SiQ Detailed Root Cause Analysis – Severity 1 – 10/17/2023
Inability to Access SpaceIQ
We are truly grateful for your continued support and loyalty. We value your feedback and appreciate your patience as we worked to resolve this incident.
Description:
On October 17, 2023, at approximately 3am EDT, customer support began receiving reports and the inability to access the SpaceIQ platform. When attempting to access the platform, customers were presented with a 503 Service Unavailable error. This caused disruption to user experience.
Type of Event:
Severity 1 Outage
Services\Modules Impacted:
Production
Remediation:
The data base migration for deployment of October 11, 2023 release was rolled back to correct the incident.
Timeline:
October 17, 2023 at approximately 3am EDT - Support began to receive reports from customers and the inability to access the SpaceIQ platform. When attempting to access the platform, customers were presented with a 503 Service Unavailable error. No update to the status page were made due to the time of reported issue which were outside of regular support hours (Monday thru Friday, 6am – 5pm MST). After a short investigation, we learned that the release caused the disruption.
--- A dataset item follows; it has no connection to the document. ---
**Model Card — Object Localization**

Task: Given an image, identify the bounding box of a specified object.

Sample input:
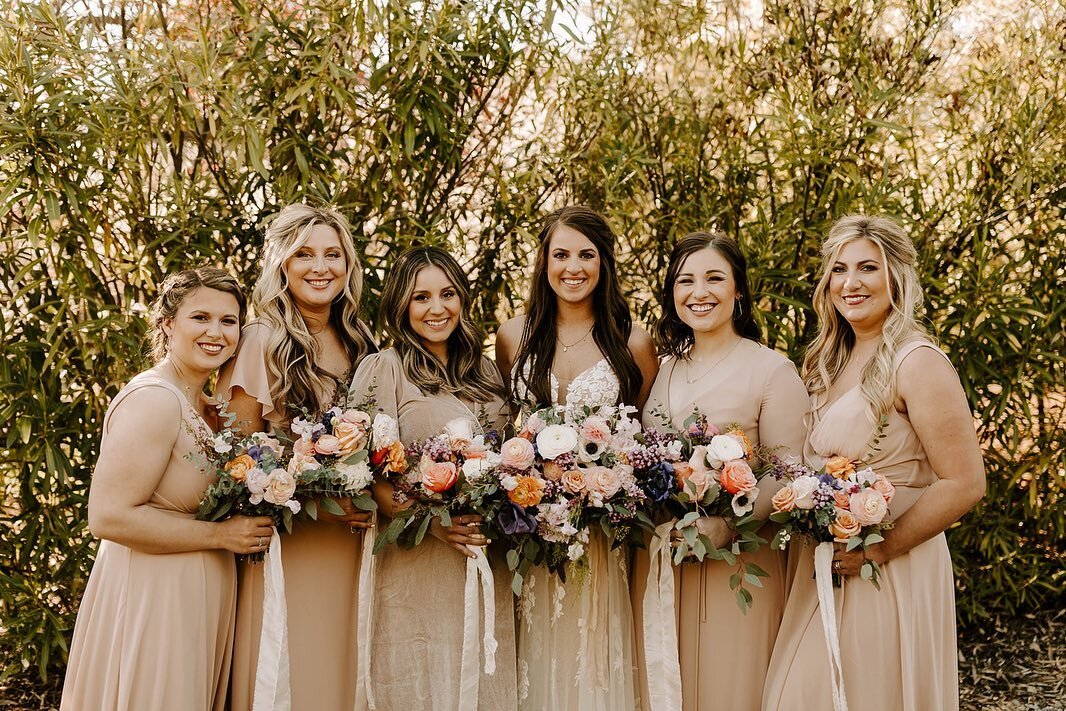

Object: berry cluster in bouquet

Engineering quickly identified the issue and decision is made to roll the release back. The impact of this disruption last approximately 1 hour and 15 minutes.
Total Duration of Event:
1hr 15mins
Root Cause Analysis:
The October 11th release was rolled out, 10/16/2023 11:30 pm. The Backend Data Base was deployed at the same time Front End Data Base was. Backend took longer than expected and frontend deployment finished first and began calling for backend data during rollout. Usually, they finish around the same time. This caused the 503 errors that customers experienced.
Preventative Action:
Internal teams will collaborate to ensure that maintenance windows are scheduled when we feel there will be potential down time due to size of deployment. Also discussing the move for deployment of releases to ensure that there is support coverage available. Support will also be launching a new 24x5 Incident Management Process that is set to go live in the coming weeks, to ensure this does not happen again. This will cover off for Sev 1 and Sev 2 incidents. All other incidents will go through the normal channels/process for turnaround timeframes (Sev 3 – Sev 5).